My job was to pull empty cans out of the carton and put them on a conveyor belt. I stayed with the cannery even though I quit many times and it somewhat paid off. The cannery closed in 1984 – wasn’t making any money. The Bush Brothers in Tennessee were our biggest competition. They started the same year we did and were very aggressive. They had their own can company across the street from their cannery. Cans are where the money goes, rather than the product. The Eberwines shipped by water, truck and rail to Baltimore. In later years we delivered product to Baltimore by truck and picked up cans there. The hardest part of running the cannery was showing a profit. All four brothers had houses within three miles of each other. They all farmed and all worked together. The cannery started in 1934. Seemed that when there was a good crop, there was no market so the brothers decided to build a cannery to take care of surplus greens they couldn’t sell fresh. They ended up selling all canned goods. The cannery produced up to 45,000 to 50,000 cans a day but usually 25,000 a day that went as far north as Pennsylvania and as far south as Georgia. My mother, Gladys, came from Providence, Rhode Island and was vacationing here when she met my father. Dad went to Rhode Island to ask for her hand in marriage and her father asked why he couldn’t find a woman in Virginia to marry.

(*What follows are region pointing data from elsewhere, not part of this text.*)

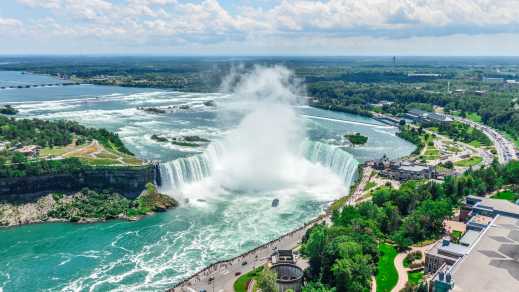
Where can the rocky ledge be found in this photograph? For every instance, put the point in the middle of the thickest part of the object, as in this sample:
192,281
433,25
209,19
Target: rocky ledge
85,206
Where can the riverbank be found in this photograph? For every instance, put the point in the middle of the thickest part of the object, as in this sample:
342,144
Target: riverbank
224,273
85,206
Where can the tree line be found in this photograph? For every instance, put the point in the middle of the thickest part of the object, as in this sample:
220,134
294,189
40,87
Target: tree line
344,255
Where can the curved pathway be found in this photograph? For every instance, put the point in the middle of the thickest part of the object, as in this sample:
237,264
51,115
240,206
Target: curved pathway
401,270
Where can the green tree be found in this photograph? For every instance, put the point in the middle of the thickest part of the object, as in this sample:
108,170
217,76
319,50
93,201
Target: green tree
267,281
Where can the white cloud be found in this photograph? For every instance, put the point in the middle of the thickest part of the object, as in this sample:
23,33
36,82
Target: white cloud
207,21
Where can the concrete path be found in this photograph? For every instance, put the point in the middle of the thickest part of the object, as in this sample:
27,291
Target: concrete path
401,270
373,284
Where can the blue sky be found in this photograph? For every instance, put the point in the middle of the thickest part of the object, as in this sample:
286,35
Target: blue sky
261,27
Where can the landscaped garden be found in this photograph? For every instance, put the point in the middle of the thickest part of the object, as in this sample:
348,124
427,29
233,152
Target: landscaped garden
508,195
241,283
415,277
473,160
387,276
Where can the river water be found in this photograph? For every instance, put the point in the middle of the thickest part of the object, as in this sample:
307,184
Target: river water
211,224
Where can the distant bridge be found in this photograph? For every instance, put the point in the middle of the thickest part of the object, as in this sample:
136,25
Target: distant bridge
382,126
38,85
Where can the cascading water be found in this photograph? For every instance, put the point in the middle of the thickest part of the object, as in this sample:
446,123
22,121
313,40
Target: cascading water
177,173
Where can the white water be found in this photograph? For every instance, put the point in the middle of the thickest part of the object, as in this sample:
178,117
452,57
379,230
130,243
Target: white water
179,173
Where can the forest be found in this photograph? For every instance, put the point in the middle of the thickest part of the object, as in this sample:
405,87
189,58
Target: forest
344,255
55,133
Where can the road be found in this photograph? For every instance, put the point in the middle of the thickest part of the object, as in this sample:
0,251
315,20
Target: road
506,150
221,277
225,273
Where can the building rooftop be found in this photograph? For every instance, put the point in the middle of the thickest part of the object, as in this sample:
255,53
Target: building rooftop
451,225
451,251
481,219
414,168
493,263
502,206
469,237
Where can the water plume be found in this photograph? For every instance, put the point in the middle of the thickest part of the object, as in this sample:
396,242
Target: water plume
268,151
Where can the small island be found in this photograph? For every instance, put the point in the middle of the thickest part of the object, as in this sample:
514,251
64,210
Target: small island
62,171
357,139
186,141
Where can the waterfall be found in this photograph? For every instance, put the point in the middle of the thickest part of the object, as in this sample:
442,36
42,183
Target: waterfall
338,160
182,171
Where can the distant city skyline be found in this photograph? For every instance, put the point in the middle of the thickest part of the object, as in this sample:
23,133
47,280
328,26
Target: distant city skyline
262,27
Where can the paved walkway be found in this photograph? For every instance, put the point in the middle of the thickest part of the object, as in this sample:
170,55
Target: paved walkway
401,270
220,277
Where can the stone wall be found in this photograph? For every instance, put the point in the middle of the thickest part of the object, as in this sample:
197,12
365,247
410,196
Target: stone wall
128,181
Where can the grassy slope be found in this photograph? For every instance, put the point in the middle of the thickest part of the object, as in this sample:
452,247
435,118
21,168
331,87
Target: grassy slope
506,195
414,277
474,160
387,276
241,283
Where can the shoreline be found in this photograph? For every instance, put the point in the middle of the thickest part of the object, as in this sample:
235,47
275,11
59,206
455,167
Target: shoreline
66,208
322,218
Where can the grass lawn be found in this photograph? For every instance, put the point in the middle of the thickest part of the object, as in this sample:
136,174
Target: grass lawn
241,283
431,153
370,185
474,160
99,161
475,144
414,277
387,276
456,235
55,151
474,117
506,195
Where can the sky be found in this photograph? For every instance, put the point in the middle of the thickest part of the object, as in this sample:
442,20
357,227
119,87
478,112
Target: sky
260,27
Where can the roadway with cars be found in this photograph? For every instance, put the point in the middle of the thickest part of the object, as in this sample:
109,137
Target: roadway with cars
506,150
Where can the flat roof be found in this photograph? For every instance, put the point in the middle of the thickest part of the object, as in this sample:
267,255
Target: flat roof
416,168
469,237
497,204
481,219
452,251
493,263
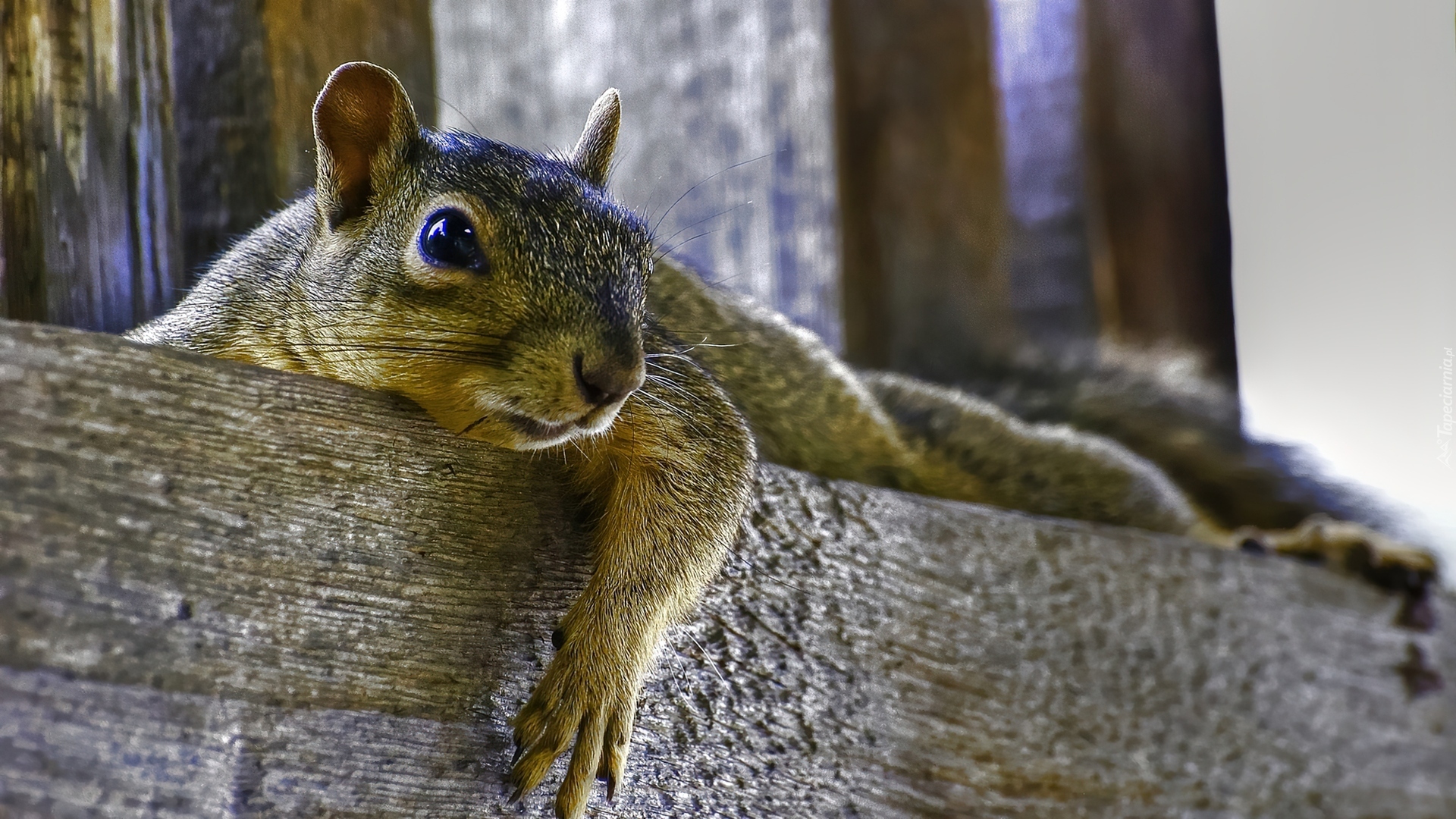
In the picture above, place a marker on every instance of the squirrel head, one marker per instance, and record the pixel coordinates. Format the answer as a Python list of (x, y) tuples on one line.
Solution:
[(501, 290)]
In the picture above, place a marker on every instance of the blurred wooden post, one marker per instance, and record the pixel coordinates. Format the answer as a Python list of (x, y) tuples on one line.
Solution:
[(1161, 235), (88, 200), (246, 76), (921, 186)]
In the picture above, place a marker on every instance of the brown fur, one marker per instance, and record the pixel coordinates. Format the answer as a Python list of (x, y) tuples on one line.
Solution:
[(511, 353)]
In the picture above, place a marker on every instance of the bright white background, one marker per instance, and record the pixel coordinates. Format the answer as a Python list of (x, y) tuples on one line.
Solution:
[(1341, 143)]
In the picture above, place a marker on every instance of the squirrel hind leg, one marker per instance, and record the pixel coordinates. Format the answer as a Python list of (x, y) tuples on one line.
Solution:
[(1362, 551)]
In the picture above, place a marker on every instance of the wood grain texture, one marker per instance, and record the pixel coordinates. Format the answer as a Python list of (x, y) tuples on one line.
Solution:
[(88, 196), (229, 591), (1158, 187), (927, 289)]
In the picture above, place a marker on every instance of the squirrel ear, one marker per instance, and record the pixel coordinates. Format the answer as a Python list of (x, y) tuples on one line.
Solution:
[(363, 126), (592, 158)]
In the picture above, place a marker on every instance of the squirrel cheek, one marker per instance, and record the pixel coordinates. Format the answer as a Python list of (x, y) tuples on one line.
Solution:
[(435, 278)]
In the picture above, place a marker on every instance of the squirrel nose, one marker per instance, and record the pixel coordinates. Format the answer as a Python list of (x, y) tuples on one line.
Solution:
[(604, 384)]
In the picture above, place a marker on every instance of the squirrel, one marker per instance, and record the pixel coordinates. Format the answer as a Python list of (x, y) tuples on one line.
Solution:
[(514, 300)]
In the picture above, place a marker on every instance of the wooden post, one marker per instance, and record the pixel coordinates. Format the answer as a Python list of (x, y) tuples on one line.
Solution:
[(921, 186), (275, 594), (727, 124), (89, 196), (1163, 251), (246, 74)]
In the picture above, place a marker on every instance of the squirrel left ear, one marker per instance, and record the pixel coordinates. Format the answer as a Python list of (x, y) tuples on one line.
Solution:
[(592, 158), (363, 127)]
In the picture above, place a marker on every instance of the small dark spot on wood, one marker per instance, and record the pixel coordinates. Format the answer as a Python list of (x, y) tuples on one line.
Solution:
[(1420, 678)]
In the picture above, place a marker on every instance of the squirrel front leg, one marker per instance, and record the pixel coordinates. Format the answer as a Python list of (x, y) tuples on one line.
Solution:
[(669, 484)]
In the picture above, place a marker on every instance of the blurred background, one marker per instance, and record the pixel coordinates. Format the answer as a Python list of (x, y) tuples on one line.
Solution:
[(949, 188)]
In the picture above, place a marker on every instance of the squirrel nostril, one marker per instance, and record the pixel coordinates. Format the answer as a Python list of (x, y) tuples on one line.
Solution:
[(604, 384)]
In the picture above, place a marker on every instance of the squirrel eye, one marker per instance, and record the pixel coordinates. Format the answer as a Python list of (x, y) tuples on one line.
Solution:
[(449, 241)]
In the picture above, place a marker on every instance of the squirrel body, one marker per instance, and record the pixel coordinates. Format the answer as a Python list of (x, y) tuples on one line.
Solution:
[(517, 303)]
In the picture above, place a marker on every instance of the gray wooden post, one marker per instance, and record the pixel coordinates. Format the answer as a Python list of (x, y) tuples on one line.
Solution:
[(88, 200)]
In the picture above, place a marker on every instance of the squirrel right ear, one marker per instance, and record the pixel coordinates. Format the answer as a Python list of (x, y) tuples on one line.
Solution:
[(363, 127), (592, 158)]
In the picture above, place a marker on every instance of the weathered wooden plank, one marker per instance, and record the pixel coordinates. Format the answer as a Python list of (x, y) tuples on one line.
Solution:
[(235, 591), (88, 202), (727, 129)]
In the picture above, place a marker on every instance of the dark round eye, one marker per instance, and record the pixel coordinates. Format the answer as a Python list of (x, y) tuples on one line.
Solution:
[(449, 241)]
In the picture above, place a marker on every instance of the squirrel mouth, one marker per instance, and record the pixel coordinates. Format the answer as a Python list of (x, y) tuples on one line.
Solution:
[(542, 430)]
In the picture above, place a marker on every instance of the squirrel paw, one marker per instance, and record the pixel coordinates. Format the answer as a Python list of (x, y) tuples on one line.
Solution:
[(588, 698), (1362, 551)]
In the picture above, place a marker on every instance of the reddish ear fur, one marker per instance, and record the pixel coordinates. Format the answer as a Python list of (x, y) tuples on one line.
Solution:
[(599, 139), (363, 124)]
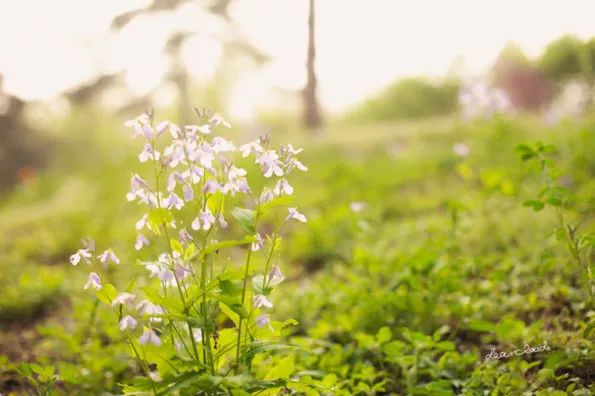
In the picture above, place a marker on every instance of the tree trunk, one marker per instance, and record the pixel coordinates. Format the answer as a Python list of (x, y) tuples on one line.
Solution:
[(312, 118)]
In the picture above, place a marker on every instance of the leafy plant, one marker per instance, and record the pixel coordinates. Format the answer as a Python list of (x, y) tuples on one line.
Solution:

“Bumps” Eberwine’s yacht and home

Each of the four Eberwine brothers had gotten 48% of a farm when they graduated from school and each parcel had a house on it but when Gladys’s father saw her’s he decided to build a new house as a late wedding present. They lived in it until they were in their 40s and didn’t like the stairs so they gave the house to Alice and me. When our kids were growing up they did lots of water skiing and the house was a hangout for kids. Marrying Alice Barcalow was the best thing I ever did. She was from Eclipse and I met her at Chuckatuck High School. We started going together at 14 and married at 19. We lived in Portsmouth on North Street for a while, then with her parents in Eclipse and then moved into the house on Eberwine Lane. Bumps loved sailing and lived with Alice on a sailboat in Florida for four years. His favorite sailboat was his 30 foot Sea Star.